At this year’s Hamptons International Film Festival, blame it on the vagaries of programming, but on one day two films featured such egregious abuse of the body, as if to highlight human excesses of all kinds. I speak of copious consumption of junk food, fine champagne to wash down, and then up projectile vomit, and consequent brown spewing toilets. A coincidence?
In Darren Aronofsky’s The Whale, Brendan Fraser plays Charlie, a dying obese man. That’s too bad because he also appreciates his estranged daughter (Sadie Sink), and poetry, the true meaning of self in Whitman’s Song of Myself and the rhythmic cadences of Melville’s Moby Dick, about an obsessed sea captain on a death wish. In case you ever wondered how people can eat themselves to oblivion, you may find the answer here, but a whole lot more. As the classic literature suggests a spiritual component to the sins of the flesh, Charlie consumes pizza, meatball heroes with extra cheese, you name it. As a visual experience, it is painful to see him move around his drab, depressing apartment—until he achieves the transcendence he seeks.

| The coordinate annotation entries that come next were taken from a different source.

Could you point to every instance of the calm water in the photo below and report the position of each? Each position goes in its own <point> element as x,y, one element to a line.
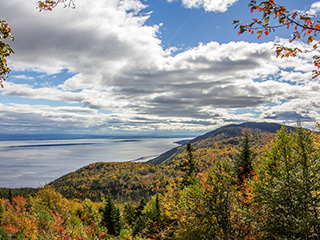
<point>34,163</point>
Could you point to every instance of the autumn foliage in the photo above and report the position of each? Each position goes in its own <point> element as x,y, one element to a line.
<point>274,16</point>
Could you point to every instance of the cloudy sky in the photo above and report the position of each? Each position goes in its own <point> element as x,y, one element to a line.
<point>150,66</point>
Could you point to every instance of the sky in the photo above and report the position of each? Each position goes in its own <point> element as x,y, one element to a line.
<point>150,67</point>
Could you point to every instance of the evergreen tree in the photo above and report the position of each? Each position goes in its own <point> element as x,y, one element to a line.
<point>188,168</point>
<point>287,189</point>
<point>10,197</point>
<point>140,207</point>
<point>1,213</point>
<point>111,218</point>
<point>129,215</point>
<point>243,163</point>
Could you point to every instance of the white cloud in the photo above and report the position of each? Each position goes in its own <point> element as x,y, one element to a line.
<point>208,5</point>
<point>124,80</point>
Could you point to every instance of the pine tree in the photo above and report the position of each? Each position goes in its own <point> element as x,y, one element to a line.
<point>188,168</point>
<point>287,189</point>
<point>111,218</point>
<point>1,212</point>
<point>129,214</point>
<point>243,163</point>
<point>140,207</point>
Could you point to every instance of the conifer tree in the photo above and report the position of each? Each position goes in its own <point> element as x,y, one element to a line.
<point>188,168</point>
<point>243,163</point>
<point>10,197</point>
<point>1,213</point>
<point>129,214</point>
<point>287,189</point>
<point>140,207</point>
<point>111,218</point>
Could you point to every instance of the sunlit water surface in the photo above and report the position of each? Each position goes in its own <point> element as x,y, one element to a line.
<point>37,162</point>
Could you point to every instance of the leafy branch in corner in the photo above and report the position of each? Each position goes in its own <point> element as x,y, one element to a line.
<point>304,26</point>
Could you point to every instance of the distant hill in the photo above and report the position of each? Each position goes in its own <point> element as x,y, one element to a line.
<point>231,132</point>
<point>133,180</point>
<point>123,180</point>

Woody Harrelson is so chill in Ruben Ostlund’s Triangle of Sadness as a sea captain on a luxury yacht, his character is a satire all his own. Does the captain go down with his ship? You bet, as do the champagne swigging swells who experience sea sickness as you’ve never seen it before, in glorious tones of brown. Who can forget the image of one diamond bedecked lady swishing along the floor, anchored by her commode, clad only in a flesh-toned teddy? Survivors get to a nearby deserted island, sunbathed, turquoise—you get the picture. A young couple, two professional models, make it, alive. And then the transactional tables flip when one of the help staff turns bossy. Skilled at cleaning toilets, she’s doubly great at fishing and making fires—a valuable resource for existence. She knows her place in this “algebra of need.” Let’s say, neither your money nor your good looks are good here, in this paradise.